LA RAFFIGURAZIONE DELLA DONNA
Ed è proprio il ruolo della donna a sorprendere in questo ciclo pittorico, soggetto non comune a tutta l’arte islamica successiva, e men che mai nelle vesti (o nelle non vesti in cui la troviamo qui). In un’altra sala compare la figura di una donna con il seno nudo che esce dalla vasca da bagno in un hammam. Se da una parte può sorprendere il soggetto e come esso è raffigurato, dall’altra è interessante che la sua raffigurazione non abbia alcun carattere religioso, ma solo ornamentale. Nei secoli successivi sempre di più l’arte dei Paesi mussulmani si sposterà su tematiche legate al credo, ed è proprio per questo che è fondamentale riscoprire questo proto-Islam figurativo in cui i lacci erano ancora deboli. Al fianco della figura principale si trova un’ancella, mentre sullo sfondo uomini incuriositi osservano la scena. Vista la posizione centrale della donna, è stato supposto che la ragazza fosse la serva preferita del califfo. I soggetti sulle altre pareti sono altresì interessanti, perché raffigurano momenti della vita quotidiana come partite di caccia, oppure manovali quali falegnami, fabbri, muratori e ancora commercianti in sella a dromedari.
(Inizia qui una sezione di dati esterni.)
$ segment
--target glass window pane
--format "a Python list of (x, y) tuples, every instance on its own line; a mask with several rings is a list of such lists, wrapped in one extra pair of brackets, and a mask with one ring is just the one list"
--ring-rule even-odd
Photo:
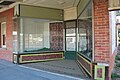
[(78, 19), (79, 51), (92, 58), (92, 3), (90, 2)]
[(66, 37), (66, 50), (75, 51), (76, 48), (76, 37)]
[(75, 36), (75, 28), (66, 29), (66, 36)]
CASTELLI DEL DESERTO IN GIORDANIA. L’HAMMAM
Attraversando un breve disimpegno ci si trova nel bagno turco (hammam), che sul modello classico è diviso in tre elementi: due tepidarium e un calidarium. Nella prima stanza si cela un altro mistero del castello, a tutt’oggi senza risposta: al centro della volta a botte compare infatti il ritratto di un uomo che sembra essere la rappresentazione artistica di Gesù Cristo. Sulla parete laterale invece si trovano alcuni buffi soggetti allegorici, come ad esempio un orso che strimpella un banjo.
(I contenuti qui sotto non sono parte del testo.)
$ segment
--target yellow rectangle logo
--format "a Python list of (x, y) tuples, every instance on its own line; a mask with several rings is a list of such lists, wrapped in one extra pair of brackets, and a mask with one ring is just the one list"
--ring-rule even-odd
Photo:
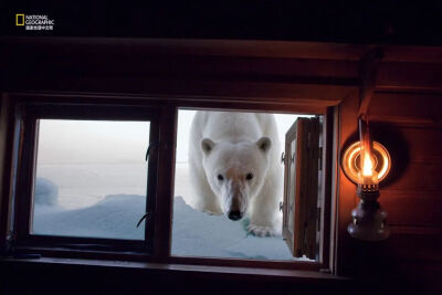
[(24, 14), (15, 14), (15, 25), (24, 25)]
Nel secondo tepidarium troviamo un altro nudo femminile, che, seppur altrettanto sorprendente rispetto al primo, ha chiaramente un altro significato, ovvero quello della maternità; la donna è infatti riprodotta con un neonato tra le braccia. Nel calidarium infine troviamo un affresco che ci fa capire qualcosa in più sulle conoscenze astronomiche dell’epoca: qui infatti è raffigurata la volta celeste, l’Universo allora conosciuto, e lo Zodiaco.
CASTELLI DEL DESERTO IN GIORDANIA. LA RISTRUTTURAZIONE
Anni di abbandono hanno ovviamente inciso sullo stato di conservazione delle opere, ma anche grazie a un grosso lavoro di ristrutturazione e restauro finanziato dai francesi oggi il castello sta tornando al suo antico splendore. E se Petra resta il motivo per acquistare il volo, è bello sapere che nel mezzo del deserto c’è una capsula del tempo dove l’anima umana è sopravvissuta attraverso la bellezza per raccontarsi a noi oggi.